Strike 3: Ciudad naranja
SANTA CLARA - Acabo de llegar a esta ciudad, bulliciosa y enervante como una Habana en miniatura, y siento que todo huele –y sabe- a béisbol. O mejor, a play off. En el asiento trasero de los autos: “Villa Clara campeón”. En las cafeterías: “Ahora sí”, en letras grandes y naranjas. En el barcito, ya con la voz gangosa, el tipo: “Voy a comerme, hip, al elefante”.
Hablo con los lugareños y “qué va, no creo en Cienfuegos”, “voy por el campeonato” y “ya está bueno de segundos lugares”. Yo sonrío, porque el optimismo exagerado siempre me inspira una sonrisa, y la señora de la blusa verde arma un discurso que comienza con “este periodista dio a Cienfuegos como favorito”, y el mulato del pan con lechón (fileteados en oro los dientes) me dispara una conferencia empírica sobre cálculo de probabilidades y ejercicio del criterio.

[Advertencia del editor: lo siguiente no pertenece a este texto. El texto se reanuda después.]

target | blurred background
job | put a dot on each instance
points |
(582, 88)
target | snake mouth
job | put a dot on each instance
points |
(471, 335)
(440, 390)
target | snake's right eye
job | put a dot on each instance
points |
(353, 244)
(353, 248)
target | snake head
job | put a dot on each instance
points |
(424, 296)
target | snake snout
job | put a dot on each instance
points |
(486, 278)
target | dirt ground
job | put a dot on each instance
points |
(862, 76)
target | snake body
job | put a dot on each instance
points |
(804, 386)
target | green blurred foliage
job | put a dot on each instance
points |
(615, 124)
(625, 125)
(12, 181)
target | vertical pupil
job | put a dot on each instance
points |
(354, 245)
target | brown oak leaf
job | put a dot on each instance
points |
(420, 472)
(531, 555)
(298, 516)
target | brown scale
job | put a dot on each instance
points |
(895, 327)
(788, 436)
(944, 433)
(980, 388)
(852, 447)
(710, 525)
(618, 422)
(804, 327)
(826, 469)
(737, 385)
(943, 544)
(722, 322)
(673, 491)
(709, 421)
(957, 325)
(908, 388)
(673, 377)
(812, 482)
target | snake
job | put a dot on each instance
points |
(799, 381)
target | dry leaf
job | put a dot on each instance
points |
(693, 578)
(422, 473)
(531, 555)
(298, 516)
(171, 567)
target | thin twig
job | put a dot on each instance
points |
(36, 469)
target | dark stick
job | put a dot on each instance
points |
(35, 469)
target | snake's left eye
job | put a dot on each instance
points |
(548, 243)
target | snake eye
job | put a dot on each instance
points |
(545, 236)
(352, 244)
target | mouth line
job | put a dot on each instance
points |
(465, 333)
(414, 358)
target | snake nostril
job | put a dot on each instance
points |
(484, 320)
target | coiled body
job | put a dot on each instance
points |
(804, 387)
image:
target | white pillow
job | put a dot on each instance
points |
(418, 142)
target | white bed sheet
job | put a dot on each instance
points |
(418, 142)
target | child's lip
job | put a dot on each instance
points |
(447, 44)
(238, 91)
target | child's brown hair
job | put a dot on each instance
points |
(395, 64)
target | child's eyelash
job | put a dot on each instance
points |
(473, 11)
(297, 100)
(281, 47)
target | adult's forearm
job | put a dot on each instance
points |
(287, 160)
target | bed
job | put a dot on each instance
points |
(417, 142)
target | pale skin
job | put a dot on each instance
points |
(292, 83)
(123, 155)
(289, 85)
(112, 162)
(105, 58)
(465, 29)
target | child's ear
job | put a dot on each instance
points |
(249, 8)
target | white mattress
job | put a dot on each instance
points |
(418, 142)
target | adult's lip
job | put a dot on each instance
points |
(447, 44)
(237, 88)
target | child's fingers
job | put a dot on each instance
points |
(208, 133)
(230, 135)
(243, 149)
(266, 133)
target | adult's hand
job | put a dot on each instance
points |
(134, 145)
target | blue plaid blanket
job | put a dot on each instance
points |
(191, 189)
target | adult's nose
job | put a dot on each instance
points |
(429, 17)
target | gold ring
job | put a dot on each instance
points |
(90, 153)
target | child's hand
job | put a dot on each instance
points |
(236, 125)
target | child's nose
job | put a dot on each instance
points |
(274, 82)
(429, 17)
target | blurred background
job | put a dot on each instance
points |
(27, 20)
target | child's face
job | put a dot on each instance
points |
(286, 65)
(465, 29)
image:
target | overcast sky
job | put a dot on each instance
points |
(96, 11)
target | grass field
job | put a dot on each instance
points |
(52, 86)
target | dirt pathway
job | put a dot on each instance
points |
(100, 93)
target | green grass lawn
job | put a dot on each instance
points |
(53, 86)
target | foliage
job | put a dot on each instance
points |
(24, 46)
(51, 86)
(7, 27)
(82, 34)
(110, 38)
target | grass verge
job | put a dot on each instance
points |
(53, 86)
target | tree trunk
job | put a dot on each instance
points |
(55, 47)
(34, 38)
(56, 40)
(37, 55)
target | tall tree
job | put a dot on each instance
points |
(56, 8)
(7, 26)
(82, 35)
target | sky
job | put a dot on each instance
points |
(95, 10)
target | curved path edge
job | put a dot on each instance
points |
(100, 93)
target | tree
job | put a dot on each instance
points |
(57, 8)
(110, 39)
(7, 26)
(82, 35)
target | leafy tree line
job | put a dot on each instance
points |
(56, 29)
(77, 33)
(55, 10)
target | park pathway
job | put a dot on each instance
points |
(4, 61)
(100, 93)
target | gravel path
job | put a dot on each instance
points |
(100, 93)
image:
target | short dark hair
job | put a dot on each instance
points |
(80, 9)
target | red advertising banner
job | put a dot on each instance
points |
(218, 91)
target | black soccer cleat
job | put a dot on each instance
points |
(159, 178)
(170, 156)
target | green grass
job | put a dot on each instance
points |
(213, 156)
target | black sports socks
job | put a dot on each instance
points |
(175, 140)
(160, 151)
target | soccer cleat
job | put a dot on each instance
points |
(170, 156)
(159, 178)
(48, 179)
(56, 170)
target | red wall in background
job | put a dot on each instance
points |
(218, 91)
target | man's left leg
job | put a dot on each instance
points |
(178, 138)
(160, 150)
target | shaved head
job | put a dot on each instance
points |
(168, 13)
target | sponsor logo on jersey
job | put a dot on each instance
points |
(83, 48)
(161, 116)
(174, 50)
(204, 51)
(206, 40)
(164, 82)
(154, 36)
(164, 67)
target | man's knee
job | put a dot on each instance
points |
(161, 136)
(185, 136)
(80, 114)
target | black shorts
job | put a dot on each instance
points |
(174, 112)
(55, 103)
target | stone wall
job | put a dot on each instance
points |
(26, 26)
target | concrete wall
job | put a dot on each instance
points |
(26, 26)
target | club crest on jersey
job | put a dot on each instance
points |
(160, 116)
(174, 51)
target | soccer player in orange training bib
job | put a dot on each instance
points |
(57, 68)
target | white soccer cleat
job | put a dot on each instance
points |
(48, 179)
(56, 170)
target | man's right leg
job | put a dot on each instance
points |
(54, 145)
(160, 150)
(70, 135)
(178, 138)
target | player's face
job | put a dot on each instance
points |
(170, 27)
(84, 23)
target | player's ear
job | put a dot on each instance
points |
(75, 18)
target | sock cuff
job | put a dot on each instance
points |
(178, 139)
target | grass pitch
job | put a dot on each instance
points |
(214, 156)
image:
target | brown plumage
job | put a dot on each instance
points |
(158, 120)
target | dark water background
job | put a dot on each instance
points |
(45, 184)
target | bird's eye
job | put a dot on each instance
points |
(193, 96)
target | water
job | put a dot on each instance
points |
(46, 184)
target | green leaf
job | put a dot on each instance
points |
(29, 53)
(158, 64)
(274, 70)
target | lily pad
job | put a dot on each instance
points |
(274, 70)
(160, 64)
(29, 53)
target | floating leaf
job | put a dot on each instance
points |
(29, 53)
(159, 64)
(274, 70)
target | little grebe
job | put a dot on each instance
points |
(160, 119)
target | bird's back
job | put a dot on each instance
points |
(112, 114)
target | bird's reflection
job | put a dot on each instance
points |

Enseguida se forma una peña. Un concierto que arranca con opiniones bien fundadas, pero no acepta un argumento otro, nada que apunte a echar un velo de incertidumbre sobre las posibilidades triunfadoras del equipo de casa. Estás con ellos o, sencilla y llanamente, eres un ignorante en materia de pelota. Así, sin más.
Bajo las balas, rodeado por un montón de gente que me acusa (“tú le vas a Cienfuegos, seguro tienes familia por allá”), me limito a invitarlos a que nos veamos “dentro de un rato, cuando se dé el Play Ball!”. Y es entonces que, súbita, casi mágicamente, la turba se disipa…
Ha empezado a llover en Santa Clara. Cae un torrente de agua que enseguida pone a correr a todos –yo entre ellos-, y dos horas más tarde todavía no termina de anegar la ciudad y sus retales, incluida la grama del Sandino. No habrá juego esta noche. Ya es un hecho.
Defraudado, me siento a ver pasar el mundo desde el recibidor de un hotelito en las afueras. La gente pasa en volandas, los camiones salpican (empapan) con sevicia. Bajo el diluvio, uno de los peñistas de hace un rato cruza a todo pedal ante mis ojos. “Un poquito más de demora”, grita mientras lo veo alejarse por el espejo largo del asfalto. Y lo escucho morirse de la risa, pese al ruido del agua.